Petitions won’t remove Govt: Mudenda

Source: Petitions won’t remove Govt: Mudenda | The Herald

Petitions won’t remove Govt: MudendaAdvocate Mudenda

Conrad Mupesa
Mashonaland West Bureau
Civic organisations are free to petition Parliament, but a constitutionally-elected Government will only be removed through an election rather than unconstitutional regime change means, Speaker of Parliament, Advocate Jacob Mudenda has said.

Speaking during a stakeholders meeting with civic society organisations and the media at the Chinhoyi University of Technology last week, Advocate Mudenda said Parliament received both petitions, addressing various issues.

He, however, noted that the majority of petitions were largely from some Western-funded organisations purporting to be champions of democracy yet pushing for civil unrest using innocent citizens to effect regime change.

“Right now we are receiving a number of petitions, which speak to our daily lives.

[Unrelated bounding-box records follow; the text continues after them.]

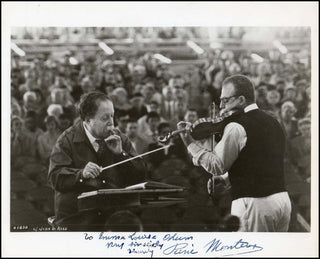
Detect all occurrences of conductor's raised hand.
[82,162,101,179]
[177,121,194,147]
[106,135,122,155]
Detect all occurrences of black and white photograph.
[2,2,318,257]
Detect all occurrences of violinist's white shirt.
[188,104,258,175]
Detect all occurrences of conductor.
[48,92,145,230]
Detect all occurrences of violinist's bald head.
[220,75,255,110]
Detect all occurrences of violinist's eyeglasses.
[220,95,239,104]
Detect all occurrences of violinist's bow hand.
[177,121,194,147]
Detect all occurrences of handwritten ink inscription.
[84,232,263,258]
[204,238,263,255]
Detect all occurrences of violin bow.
[100,144,173,171]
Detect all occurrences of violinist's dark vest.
[229,109,285,200]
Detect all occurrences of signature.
[163,243,198,255]
[204,238,263,256]
[128,247,153,258]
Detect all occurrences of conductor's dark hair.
[222,75,255,104]
[79,91,111,121]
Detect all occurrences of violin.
[158,110,241,144]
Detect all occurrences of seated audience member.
[126,119,148,154]
[49,92,145,231]
[80,76,95,94]
[137,101,165,136]
[184,109,198,124]
[139,112,160,144]
[111,87,131,111]
[129,93,148,120]
[24,111,43,157]
[115,110,130,134]
[106,210,143,232]
[22,91,38,116]
[281,84,297,104]
[295,79,310,119]
[141,84,159,112]
[146,122,190,168]
[37,116,61,163]
[58,113,73,132]
[280,101,298,139]
[11,116,34,158]
[289,118,311,179]
[255,86,268,110]
[160,86,176,121]
[51,88,76,120]
[304,86,311,118]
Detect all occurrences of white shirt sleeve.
[188,122,247,175]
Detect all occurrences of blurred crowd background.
[10,27,310,234]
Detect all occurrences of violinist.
[49,92,146,231]
[178,75,291,232]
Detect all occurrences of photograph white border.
[1,1,319,257]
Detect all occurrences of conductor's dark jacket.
[48,121,146,220]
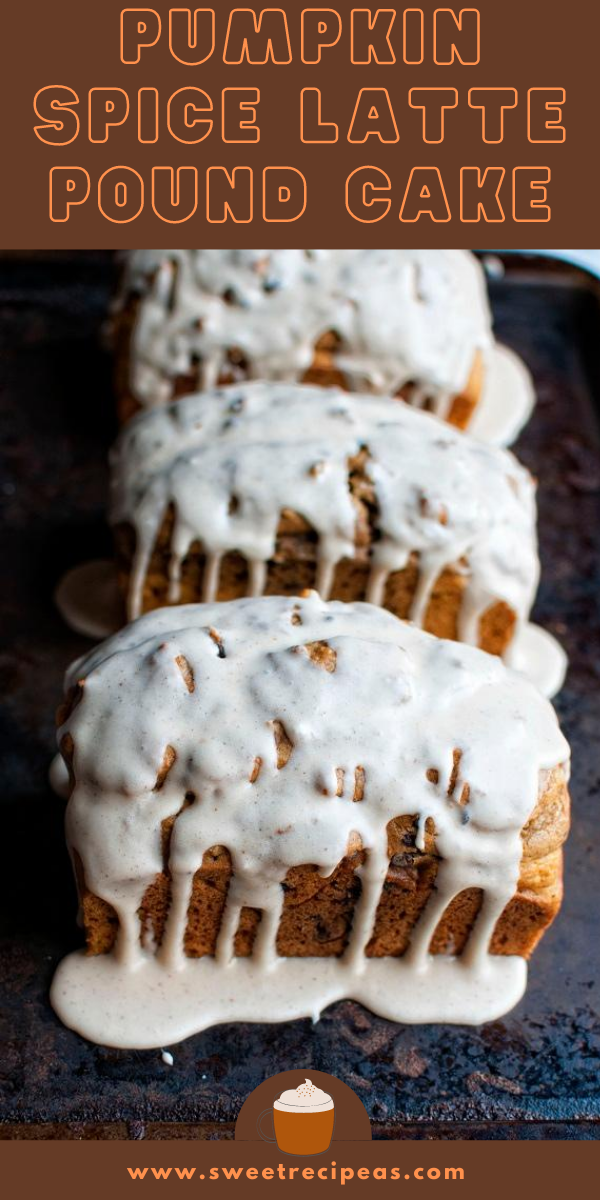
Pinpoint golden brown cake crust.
[76,768,569,958]
[114,494,516,654]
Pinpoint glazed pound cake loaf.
[115,250,533,444]
[52,593,569,1046]
[112,383,539,654]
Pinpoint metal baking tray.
[0,252,600,1139]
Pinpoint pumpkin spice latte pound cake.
[52,593,569,1048]
[114,250,534,445]
[110,383,539,654]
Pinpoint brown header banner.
[0,0,600,248]
[0,1141,599,1200]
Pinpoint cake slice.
[110,383,539,654]
[53,593,569,1045]
[114,250,533,440]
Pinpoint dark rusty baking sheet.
[0,253,600,1138]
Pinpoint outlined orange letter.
[350,8,396,67]
[512,167,552,224]
[34,83,80,145]
[88,88,130,142]
[469,88,518,145]
[346,167,391,224]
[167,86,212,145]
[121,8,161,66]
[400,167,450,223]
[221,88,260,142]
[408,88,458,144]
[206,167,254,224]
[98,167,144,224]
[527,88,566,142]
[300,88,340,144]
[263,167,306,224]
[138,88,158,145]
[49,167,91,223]
[223,8,292,65]
[461,167,506,224]
[300,8,342,65]
[152,167,198,224]
[402,8,425,67]
[348,88,400,143]
[433,8,481,67]
[169,8,215,67]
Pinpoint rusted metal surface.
[0,253,600,1139]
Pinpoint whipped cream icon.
[274,1079,334,1114]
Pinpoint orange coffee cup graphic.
[257,1079,335,1154]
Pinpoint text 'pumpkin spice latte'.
[113,250,534,445]
[52,593,569,1048]
[110,383,539,654]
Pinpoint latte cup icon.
[257,1079,335,1154]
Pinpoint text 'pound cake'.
[110,383,539,654]
[52,593,569,1048]
[114,250,534,445]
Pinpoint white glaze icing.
[110,383,539,644]
[274,1079,334,1112]
[118,250,493,415]
[505,624,569,700]
[52,593,569,1048]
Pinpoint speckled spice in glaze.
[110,383,539,644]
[52,593,569,1048]
[118,250,494,415]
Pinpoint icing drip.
[119,250,493,416]
[53,593,569,1046]
[110,383,539,644]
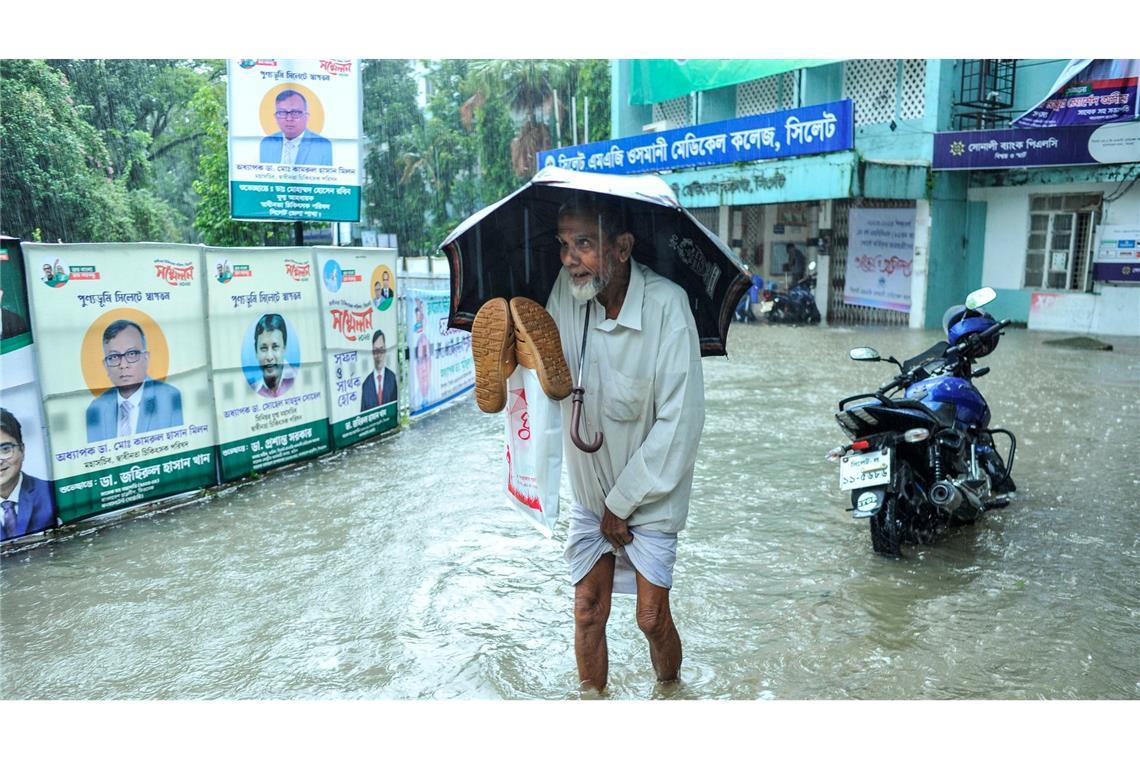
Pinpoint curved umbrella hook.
[570,387,602,453]
[570,304,602,453]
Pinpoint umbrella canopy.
[439,166,752,357]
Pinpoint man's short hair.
[253,314,288,349]
[274,90,309,111]
[103,319,146,351]
[0,407,24,446]
[559,191,629,240]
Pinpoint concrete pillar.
[815,251,831,327]
[910,201,930,329]
[716,204,732,246]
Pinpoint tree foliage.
[0,59,610,254]
[188,84,293,246]
[361,59,431,255]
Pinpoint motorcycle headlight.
[903,427,930,443]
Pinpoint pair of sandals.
[471,296,571,414]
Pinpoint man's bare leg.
[637,573,681,683]
[573,553,613,692]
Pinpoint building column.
[910,201,930,329]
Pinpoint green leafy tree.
[361,59,435,255]
[475,90,520,205]
[572,58,610,142]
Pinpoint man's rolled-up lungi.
[564,502,677,594]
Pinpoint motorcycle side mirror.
[966,287,998,311]
[847,345,882,361]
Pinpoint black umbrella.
[439,167,752,357]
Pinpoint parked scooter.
[828,288,1017,556]
[760,261,820,325]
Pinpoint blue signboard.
[538,100,854,174]
[934,122,1140,170]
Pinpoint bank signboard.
[227,58,363,222]
[934,122,1140,170]
[538,100,855,174]
[1092,224,1140,283]
[314,247,400,449]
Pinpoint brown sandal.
[471,299,518,414]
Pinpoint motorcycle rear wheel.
[868,493,903,557]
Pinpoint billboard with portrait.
[25,243,217,522]
[314,247,399,448]
[205,248,328,481]
[0,237,58,541]
[844,209,914,311]
[227,58,363,222]
[405,288,475,417]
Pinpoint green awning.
[629,58,842,106]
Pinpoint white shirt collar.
[115,379,146,434]
[0,471,24,515]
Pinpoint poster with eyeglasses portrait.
[404,288,475,417]
[24,243,217,523]
[227,58,363,222]
[205,248,328,481]
[0,237,58,541]
[314,247,400,448]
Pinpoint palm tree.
[471,58,569,177]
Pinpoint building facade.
[539,59,1140,335]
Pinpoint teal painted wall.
[986,287,1033,324]
[698,85,736,124]
[799,63,844,106]
[610,58,653,139]
[925,172,982,329]
[661,150,858,209]
[966,203,988,292]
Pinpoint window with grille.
[844,58,898,125]
[736,72,797,116]
[653,95,692,129]
[1025,193,1101,291]
[898,58,926,119]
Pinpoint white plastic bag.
[505,365,562,538]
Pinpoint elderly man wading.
[472,193,705,690]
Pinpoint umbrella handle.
[570,387,602,453]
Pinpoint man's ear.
[614,232,634,262]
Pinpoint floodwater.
[0,325,1140,700]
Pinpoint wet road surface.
[0,325,1140,700]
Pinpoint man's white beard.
[570,277,605,303]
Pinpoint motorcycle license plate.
[839,449,890,491]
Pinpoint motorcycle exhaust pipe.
[930,481,962,512]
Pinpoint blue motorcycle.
[828,288,1017,556]
[760,261,820,325]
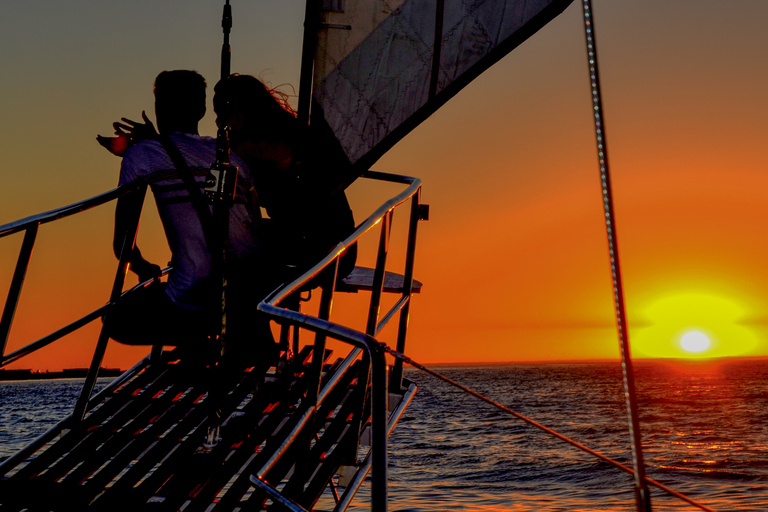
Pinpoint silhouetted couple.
[99,70,355,364]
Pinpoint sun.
[680,331,710,352]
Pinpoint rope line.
[384,346,715,512]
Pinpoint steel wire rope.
[384,346,716,512]
[582,0,651,512]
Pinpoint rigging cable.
[384,345,715,512]
[582,0,651,512]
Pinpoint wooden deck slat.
[0,346,412,512]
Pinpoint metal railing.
[0,182,148,386]
[254,171,426,512]
[0,171,427,511]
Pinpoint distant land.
[0,368,123,381]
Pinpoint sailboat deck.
[0,347,374,511]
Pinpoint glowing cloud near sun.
[630,292,759,359]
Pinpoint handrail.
[0,181,147,368]
[0,181,144,238]
[254,171,421,512]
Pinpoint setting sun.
[631,292,759,359]
[680,331,709,352]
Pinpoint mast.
[297,0,320,128]
[221,0,232,80]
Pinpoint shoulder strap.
[157,135,214,247]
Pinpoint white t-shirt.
[119,133,261,311]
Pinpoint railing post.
[72,185,147,424]
[0,223,40,361]
[371,344,389,512]
[365,210,393,336]
[308,257,339,405]
[389,188,421,391]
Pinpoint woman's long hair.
[213,74,298,142]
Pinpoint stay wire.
[582,0,651,512]
[384,346,716,512]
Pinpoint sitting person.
[213,75,357,288]
[99,70,274,354]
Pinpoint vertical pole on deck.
[221,0,232,80]
[72,185,147,426]
[582,0,651,512]
[365,210,392,336]
[389,188,421,392]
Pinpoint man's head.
[155,69,205,134]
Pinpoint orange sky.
[0,0,768,370]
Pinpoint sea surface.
[0,359,768,512]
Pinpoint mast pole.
[221,0,232,80]
[582,0,651,512]
[297,0,320,128]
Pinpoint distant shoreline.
[0,368,123,382]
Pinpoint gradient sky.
[0,0,768,370]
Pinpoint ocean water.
[0,360,768,512]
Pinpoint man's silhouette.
[108,70,260,345]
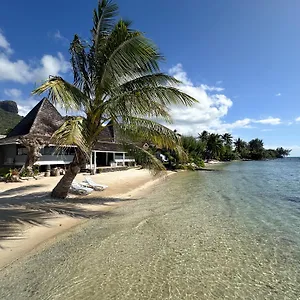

“However, some organisations that are giving out money to people in Zimbabwe and Africa to effect regime change are also there. Regime change cannot come through petitions but only through voting,” he said.

Advocate Mudenda said although there was an intricate connection between Parliament and civic organisations under Section 149 of the constitution, which allowed citizens to petition Parliament, there was a clear cut line that had to be followed.

“When petitioning the Parliament, citizens should desist from using foul and insulting language. Citizens should also include their names and organisations they are representing.

They should also disclose their source of funds.

“As Parliament, we will protect whoever sends petition, but they have to be objective and factual.”

He also added that since the doctrine of separation of powers stops Parliament from meddling with the judiciary, petitions whose issues were before the courts would not be entertained by the Speaker of Parliament and the Senate President.

He added that the Clerk of Parliament receives petitions from citizens and then writes to leaders of the two houses who in turn deliberate on the issues.

Zimbabwe is part of the 179-member Inter-parliamentary Union and is obliged to give citizens their democratic right in airing their objective voices to improve quality and relevance of legislatures.

“Zimbabwe is a democratic and unitary state whose policies and laws are derived from the views of the public.

However, for the citizens to add their voices, the media which has the key means to inform the public should play its informative role so that they are well versed with Acts, Bills and policies,” he added.

He said the citizens possessed the power to put the performance and roles of the executive, Parliament and judiciary under spotlight.